Image similarity with siamese twins?

I would like to implement a model for face-image verification using a siamese twins. So I get an image of a person and compare this to all possible images. I think this should work but I also think this would not be the smartest possible idea. What do you think? Thanks!

This is a very common usage of siamese network. If you just google ‘siamese network’, there are quite a lot of articles/resources that talk about it, including different variants of the networks and loss functions used.

Good luck, and have fun exploring this!


1 Like

Stuck with Siamese Network for Face Verification.

Hi! I have found a tutorial on the site on how to implement a siamese network:

I reworked this tutorial for face-verfication with the at&t face data set. In theory it works and validation accuracy is above 97% but it completely fails with additional test-data. I have created a set of portrait image of two different people. With the test-data images I achieve accuracy about 50% which means the model is completely useless. I could just throw a dice as well.

Here is a link to my notebook:

Do you have any ideas on how to improve the quality?

I think of these two paths:

  1. I think there aren’t used any additional transforms like contrast, resize, etc. in the tutorial
  2. The training and validation images are greyscale, the test images are colored image


Edit: I have changed my test images to greyscale, seems to improve test-quality a bit.


Firstly, just want to check, you mentioned 97% validation accuracy, but I can’t seem to see/find that in your notebook? I see ~81% accuracy after 10+20 epochs?

In any case, there are a few things that I can think of and comment on. (Disclaimer: I have no idea/proof if what I say below is correct or not…! =P )

I cannot remember off the top of my head what augmentations were applied in the tutorial within after_batch by just using fastai2’s aug_transforms. Your notebook seems to have defined your own set of augs, namely Rotate, Flip, Warp, Zoom, Contrast, Dihedral, and you can always try out different (additional) augs that you think make sense and might improve performance.

Yes, I think coloured vs. greyscale will definitely affect a lot of things, and among other reasons resulted in the output that you got. I will write down some further thoughts about these below.

  1. The example Siamese network backbone uses resnet34 pretrained on imagenet, and so there will be quite some differences between the high-level ‘features’ it recognises (chiefly to do with classifying 1000 imagenet categories of coloured images) and the ‘features’ you need for recognition/classification of greyscale facial images, which require more granularity and subtlety in facial features.

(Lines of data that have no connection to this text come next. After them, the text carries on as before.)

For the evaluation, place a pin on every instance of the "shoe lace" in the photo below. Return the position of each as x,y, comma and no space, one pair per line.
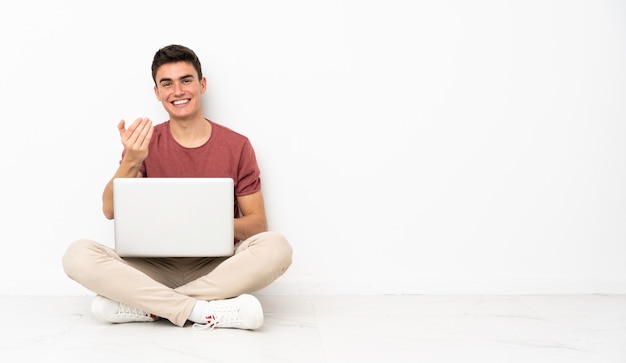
128,311
209,325
225,316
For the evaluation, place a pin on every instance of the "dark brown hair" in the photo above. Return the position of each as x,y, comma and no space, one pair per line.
175,53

When you then gave it test set of coloured images again, it’s kind of like ‘triple-confusing’ to the model (pretrained on colours; finetuned on greyscales; tested on colours)…
  2. Due to the differences, I think you will need to train the model for more epochs in its unfrozen state, to learn to differentiate features between greyscale faces. One key benefit of the Siamese network is that from a relatively small set of training data you can already generate a lot more ‘pairs’ as training input, and so I think you can train for a lot more epochs.
  3. Having said the above, at the end of the day it seems like you only have 40 people ×10 images each for training data, and I don’t have sufficient experience to say whether that’s enough for the model to learn the subtleties in facial feature differences or not. (It looks like it’s not enough)

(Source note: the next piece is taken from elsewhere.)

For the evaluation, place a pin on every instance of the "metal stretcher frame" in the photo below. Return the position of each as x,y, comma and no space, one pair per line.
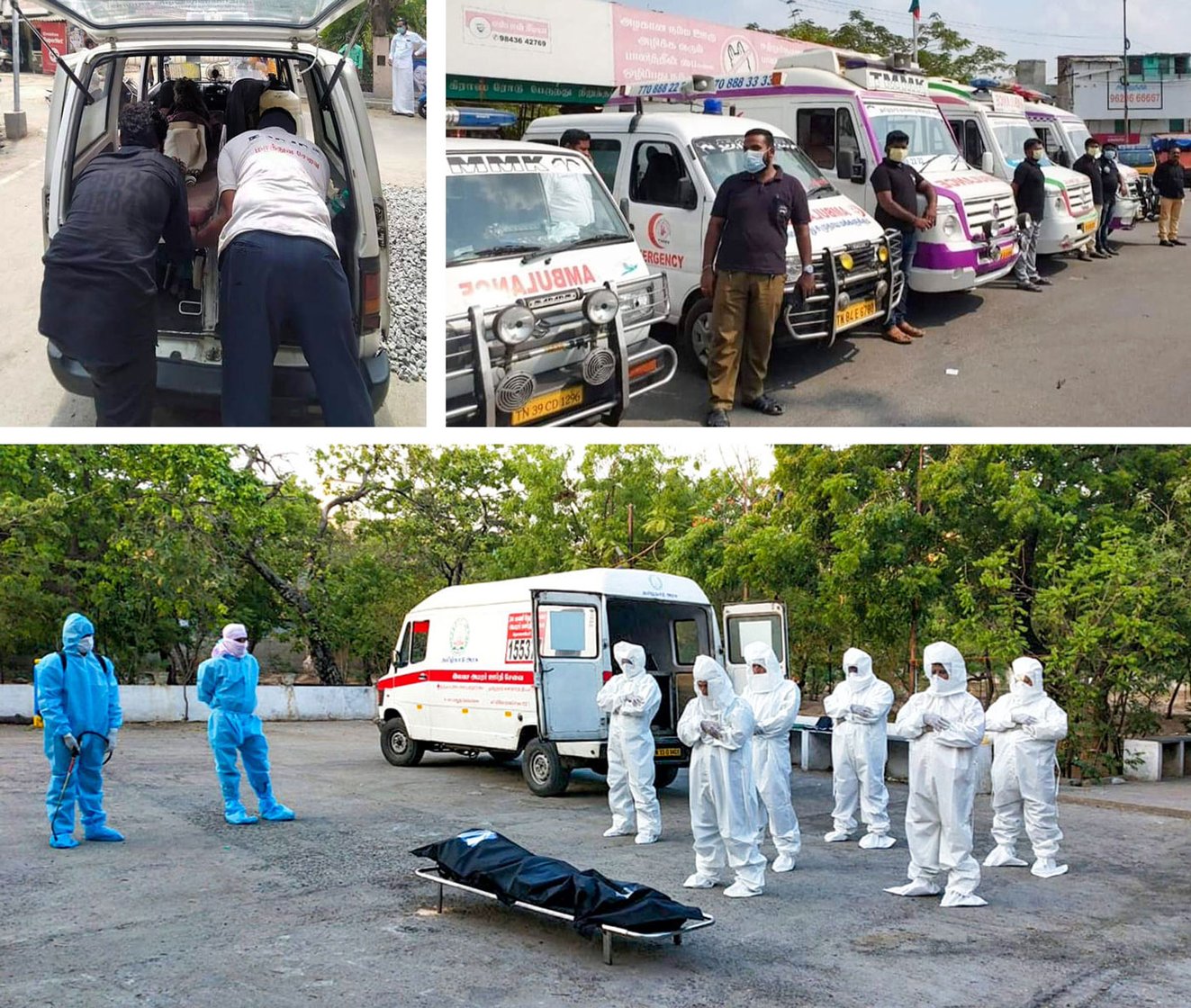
607,930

As far as I know, the typical usage for such ‘face verification’ Siamese model would be:

  • Have a list of identities that are intended to be matched against in deployment, e.g. a ‘staff database’ of 50 people, each providing a few headshots to the training set.
  • Generate Siamese-pairs from the data and train the model to learn the feature differences, which is actually still somewhat ‘specific’ to the headshots of the database of identities.
  • In deployment (i.e. the ‘test’ stage), feed it an input image, and use the Siamese network to compare it with each of the 50 identities in the database (in batch in GPU if useful), to say whether the input is from one of the identities. I guess if necessary it is possible to ‘ensemble’ this test to compare against multiple images of each identity and perhaps get a better output prediction.
  • If there are now new staff, add their headshots into the data set and either retrain altogether (if doable) or just train the saved model more with the new, larger, set of data. In ‘test’ stage, add the new staff into the reference list of images to be compared (now >50 identities).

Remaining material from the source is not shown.